A intenção era que um ficasse com o próprio prefeito para, em suas viagens, gravar assuntos a serem repassados à equipe como pautas; outro ficaria com a redação e o terceiro com o Marciano. Mesmo com todas as especificações necessárias, burocracia pra lá e pra cá, o departamento de compras, ao invés dos três aparelhos, adquiriu apenas um e, mesmo assim, daqueles que o índio-deputado Juruna carregava como ícone de seu mandato.
O velho e bom Marciano, contente da vida com a nova geringonça, subiu ao Gabinete para “inaugurá-la” numa gravação com o prefeito.
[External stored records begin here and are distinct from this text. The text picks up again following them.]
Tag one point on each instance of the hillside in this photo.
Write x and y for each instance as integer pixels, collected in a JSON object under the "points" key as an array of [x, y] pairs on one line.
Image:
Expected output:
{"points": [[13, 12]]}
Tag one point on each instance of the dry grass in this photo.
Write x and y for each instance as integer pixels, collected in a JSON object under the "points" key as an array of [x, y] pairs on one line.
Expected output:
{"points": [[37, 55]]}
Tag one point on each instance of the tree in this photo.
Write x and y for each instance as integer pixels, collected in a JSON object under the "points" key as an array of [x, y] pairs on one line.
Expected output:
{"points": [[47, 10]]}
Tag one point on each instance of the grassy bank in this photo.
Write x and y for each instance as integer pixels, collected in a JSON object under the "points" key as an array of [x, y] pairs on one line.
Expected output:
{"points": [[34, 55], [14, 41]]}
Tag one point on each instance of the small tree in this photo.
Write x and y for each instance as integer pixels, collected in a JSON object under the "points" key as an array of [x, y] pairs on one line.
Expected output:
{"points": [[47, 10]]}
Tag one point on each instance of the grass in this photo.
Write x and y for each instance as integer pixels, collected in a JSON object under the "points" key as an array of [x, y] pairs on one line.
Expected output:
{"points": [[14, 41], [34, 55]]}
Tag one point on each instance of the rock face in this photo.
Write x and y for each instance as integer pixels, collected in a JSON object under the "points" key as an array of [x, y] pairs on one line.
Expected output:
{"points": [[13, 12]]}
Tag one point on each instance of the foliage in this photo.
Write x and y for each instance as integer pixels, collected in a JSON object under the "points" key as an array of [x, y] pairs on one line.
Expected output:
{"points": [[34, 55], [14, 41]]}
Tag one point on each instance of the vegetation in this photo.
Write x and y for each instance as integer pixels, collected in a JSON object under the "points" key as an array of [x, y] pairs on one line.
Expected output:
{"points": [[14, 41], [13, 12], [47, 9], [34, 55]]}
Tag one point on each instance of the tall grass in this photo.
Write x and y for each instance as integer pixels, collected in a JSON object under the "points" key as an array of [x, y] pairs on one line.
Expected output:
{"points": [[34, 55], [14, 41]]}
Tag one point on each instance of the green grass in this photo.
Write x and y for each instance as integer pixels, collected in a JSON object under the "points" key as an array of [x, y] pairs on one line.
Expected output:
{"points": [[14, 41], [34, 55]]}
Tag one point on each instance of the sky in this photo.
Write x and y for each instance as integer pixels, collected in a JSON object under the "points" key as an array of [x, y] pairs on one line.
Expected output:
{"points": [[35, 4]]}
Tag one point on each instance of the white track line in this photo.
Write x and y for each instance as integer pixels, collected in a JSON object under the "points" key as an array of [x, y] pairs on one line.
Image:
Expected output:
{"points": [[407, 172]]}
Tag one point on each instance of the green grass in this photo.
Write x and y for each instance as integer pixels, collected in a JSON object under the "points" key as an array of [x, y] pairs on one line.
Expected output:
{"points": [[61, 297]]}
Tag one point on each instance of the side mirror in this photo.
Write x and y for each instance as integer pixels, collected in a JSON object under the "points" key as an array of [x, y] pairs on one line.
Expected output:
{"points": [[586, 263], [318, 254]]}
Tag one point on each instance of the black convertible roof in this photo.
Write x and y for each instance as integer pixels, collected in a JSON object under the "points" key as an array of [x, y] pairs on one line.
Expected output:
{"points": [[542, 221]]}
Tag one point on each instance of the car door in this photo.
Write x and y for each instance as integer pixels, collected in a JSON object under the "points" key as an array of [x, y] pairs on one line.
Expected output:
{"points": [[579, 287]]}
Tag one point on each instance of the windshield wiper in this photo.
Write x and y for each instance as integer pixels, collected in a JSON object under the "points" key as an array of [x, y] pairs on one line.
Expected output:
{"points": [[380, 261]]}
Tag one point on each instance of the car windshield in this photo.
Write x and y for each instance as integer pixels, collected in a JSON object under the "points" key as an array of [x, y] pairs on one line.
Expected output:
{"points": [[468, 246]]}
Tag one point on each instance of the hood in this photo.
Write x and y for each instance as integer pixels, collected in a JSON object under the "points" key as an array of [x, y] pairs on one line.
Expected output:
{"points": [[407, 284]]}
E eu possesso, porque a compra inviabilizara meus planos, pois se esgotara a verba e teria que esperar alguns meses para nova encomenda dos gravadores pretendidos.
Não demorou muito, um assustado Marciano voltou sem entrevista. Quase morri de rir, quando o próprio me contou que o prefeito rejeitou gravar e ainda ameaçou jogar o gravador pela janela, tendo que ser contido pelo próprio veterano repórter, diante da janela fechada. Heródoto havia aprovado a ideia e já vinha cobrando o aparelho, pois o aproveitaria também para gravar lembretes para os demais secretários. E claro, se recusaria a carregar aquele trambolho.
Não me esquecerei jamais minha reação ao dizer ao Marciano, que não teria perdido a oportunidade: abriria a janela para facilitar ou, então, o incentivaria a arremessá-lo pelo vidro mesmo!